Unfortunately, the historical record so far suggests that both of these choices may end in blind alleys. On the one hand, the return of former senior communist officials as presidents has often meant the return of their entourage and their past way of doing business even if the top man has himself changed his stripes.
On the other, the selection of extreme nationalists to lead these countries only guarantees them and their neighbors more violence and more isolation, two things which inevitably undercut any possibility that the problems which generated support for nationalism can be resolved.
By choosing Lennart Meri, who has presided over a difficult but ultimately very successful transition to democracy and a free market in his country, Estonia remains with the Czech Republic, led by President Vaclav Havel, as a beacon of the path between the Scylla of communism and the Charybdis of nationalism.
But neither this election nor that of Havel marks a final victory for the ideals that motivated those who led the revolutions of 1989 and 1991. Instead, this vote allows for the possibility that Estonia will continue to face the difficult questions of national life and security in a dangerous world with the confidence that democratic legitimacy and economic progress alone can bring.
Estonian President Meri signaled his understanding of that by two steps he took immediately after being reelected.
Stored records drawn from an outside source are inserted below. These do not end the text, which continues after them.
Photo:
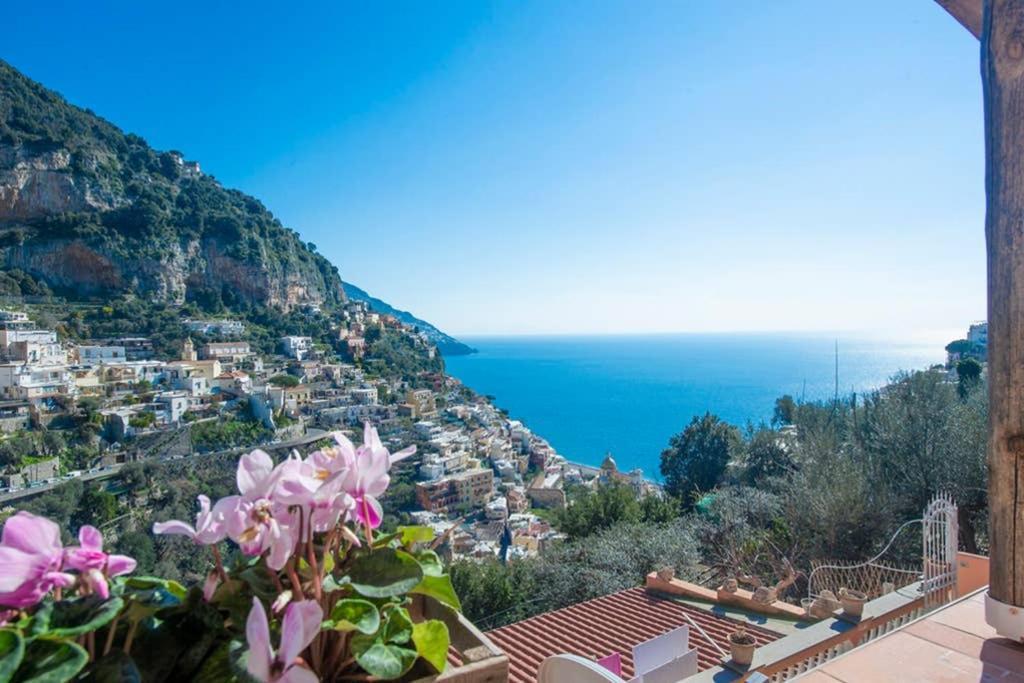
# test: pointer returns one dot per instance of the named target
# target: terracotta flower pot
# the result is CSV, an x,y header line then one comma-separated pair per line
x,y
741,646
853,602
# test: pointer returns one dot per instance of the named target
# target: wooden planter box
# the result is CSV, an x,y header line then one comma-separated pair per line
x,y
472,657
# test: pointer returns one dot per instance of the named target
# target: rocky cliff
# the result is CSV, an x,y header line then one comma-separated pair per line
x,y
92,211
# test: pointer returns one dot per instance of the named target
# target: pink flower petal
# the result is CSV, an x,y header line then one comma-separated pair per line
x,y
254,472
298,674
301,623
18,567
31,534
258,637
119,564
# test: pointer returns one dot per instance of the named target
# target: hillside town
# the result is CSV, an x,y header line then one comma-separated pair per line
x,y
480,476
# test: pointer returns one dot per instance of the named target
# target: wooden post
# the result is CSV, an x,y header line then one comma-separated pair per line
x,y
1003,77
1001,34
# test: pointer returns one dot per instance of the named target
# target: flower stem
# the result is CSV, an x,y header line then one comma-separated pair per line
x,y
294,578
129,638
110,634
275,578
217,561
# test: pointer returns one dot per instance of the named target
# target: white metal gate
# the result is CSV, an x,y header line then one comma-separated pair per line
x,y
940,537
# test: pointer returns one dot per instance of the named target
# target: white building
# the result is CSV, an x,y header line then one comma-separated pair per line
x,y
296,347
173,404
226,328
25,382
91,354
364,395
978,334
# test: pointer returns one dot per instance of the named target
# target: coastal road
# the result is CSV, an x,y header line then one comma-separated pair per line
x,y
310,436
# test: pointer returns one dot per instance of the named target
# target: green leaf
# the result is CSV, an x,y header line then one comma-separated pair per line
x,y
397,626
386,662
116,668
73,617
260,583
432,641
50,662
167,585
430,563
41,620
385,573
385,540
216,667
11,652
412,535
331,584
355,614
440,589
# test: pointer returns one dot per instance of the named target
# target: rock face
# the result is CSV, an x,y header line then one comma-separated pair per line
x,y
91,210
34,185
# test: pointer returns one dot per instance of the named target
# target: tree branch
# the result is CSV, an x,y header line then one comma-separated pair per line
x,y
968,12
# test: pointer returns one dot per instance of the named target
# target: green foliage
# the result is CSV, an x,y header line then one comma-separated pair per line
x,y
969,376
785,411
696,458
355,614
385,573
768,454
160,210
613,559
960,346
592,511
228,432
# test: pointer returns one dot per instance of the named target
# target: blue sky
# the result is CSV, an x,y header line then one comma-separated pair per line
x,y
572,167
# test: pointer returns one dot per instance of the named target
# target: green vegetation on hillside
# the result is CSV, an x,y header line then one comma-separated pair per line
x,y
158,206
828,480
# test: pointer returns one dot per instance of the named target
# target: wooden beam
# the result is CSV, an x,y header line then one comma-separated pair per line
x,y
968,12
1003,79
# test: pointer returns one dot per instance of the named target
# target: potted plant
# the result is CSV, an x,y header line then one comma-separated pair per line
x,y
852,601
317,591
741,646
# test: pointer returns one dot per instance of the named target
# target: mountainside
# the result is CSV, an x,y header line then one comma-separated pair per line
x,y
91,211
446,344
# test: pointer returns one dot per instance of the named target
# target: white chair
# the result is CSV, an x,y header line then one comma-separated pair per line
x,y
573,669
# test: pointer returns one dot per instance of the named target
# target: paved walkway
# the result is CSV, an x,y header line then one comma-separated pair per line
x,y
951,645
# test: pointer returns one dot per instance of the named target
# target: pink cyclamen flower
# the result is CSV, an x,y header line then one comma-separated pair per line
x,y
369,477
209,527
329,461
32,559
94,565
255,519
300,626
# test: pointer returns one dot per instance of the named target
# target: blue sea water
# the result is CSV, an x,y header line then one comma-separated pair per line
x,y
628,394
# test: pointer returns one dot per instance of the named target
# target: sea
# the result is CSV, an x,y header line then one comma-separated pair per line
x,y
627,395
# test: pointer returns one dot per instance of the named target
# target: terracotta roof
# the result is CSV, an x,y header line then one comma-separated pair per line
x,y
612,624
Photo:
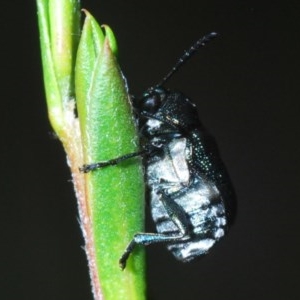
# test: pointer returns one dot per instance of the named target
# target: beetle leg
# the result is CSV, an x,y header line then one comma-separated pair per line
x,y
94,166
176,214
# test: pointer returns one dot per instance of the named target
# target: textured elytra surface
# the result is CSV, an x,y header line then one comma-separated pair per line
x,y
198,197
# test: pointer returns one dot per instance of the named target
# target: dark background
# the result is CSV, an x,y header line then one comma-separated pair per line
x,y
246,86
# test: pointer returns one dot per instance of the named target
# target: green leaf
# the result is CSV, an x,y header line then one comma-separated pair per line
x,y
116,193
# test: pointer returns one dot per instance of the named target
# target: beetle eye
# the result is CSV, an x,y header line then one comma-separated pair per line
x,y
151,103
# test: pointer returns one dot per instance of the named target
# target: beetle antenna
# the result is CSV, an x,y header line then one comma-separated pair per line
x,y
188,54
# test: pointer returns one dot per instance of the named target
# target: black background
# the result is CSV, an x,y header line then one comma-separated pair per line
x,y
246,87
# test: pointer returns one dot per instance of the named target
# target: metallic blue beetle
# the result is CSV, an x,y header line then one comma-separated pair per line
x,y
191,196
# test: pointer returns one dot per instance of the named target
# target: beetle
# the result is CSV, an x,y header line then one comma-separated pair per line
x,y
191,195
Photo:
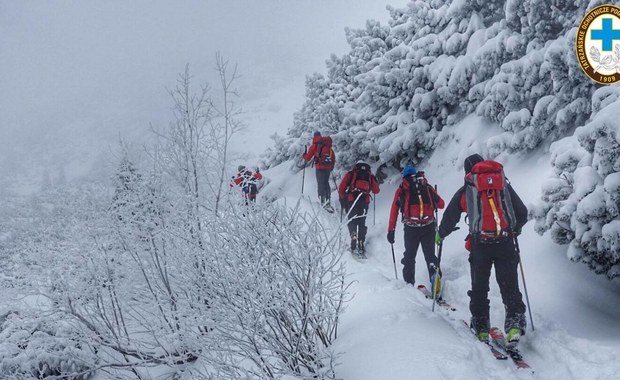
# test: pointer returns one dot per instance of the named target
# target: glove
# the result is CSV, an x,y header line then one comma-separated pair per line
x,y
391,237
438,238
First, he invited the candidates who had opposed him and all the members of the electoral collegium to a coffee at Kadriorg Palace, the residence of the Estonian president. By so doing, he underscored the important if often neglected point that in a democracy, political figures are often opponents to each other but they must never become enemies.
And then, Meri told a press conference in Tallinn that he did not believe his second term would be an easy time for him or for Estonia. As he put it, Estonia has faced many difficult questions in the past, but it now and in the future will face even more difficult ones as well.
Nonetheless, by avoiding the shoals that have wrecked so many, Estonia will be in a better position to deal precisely with these even more difficult problems.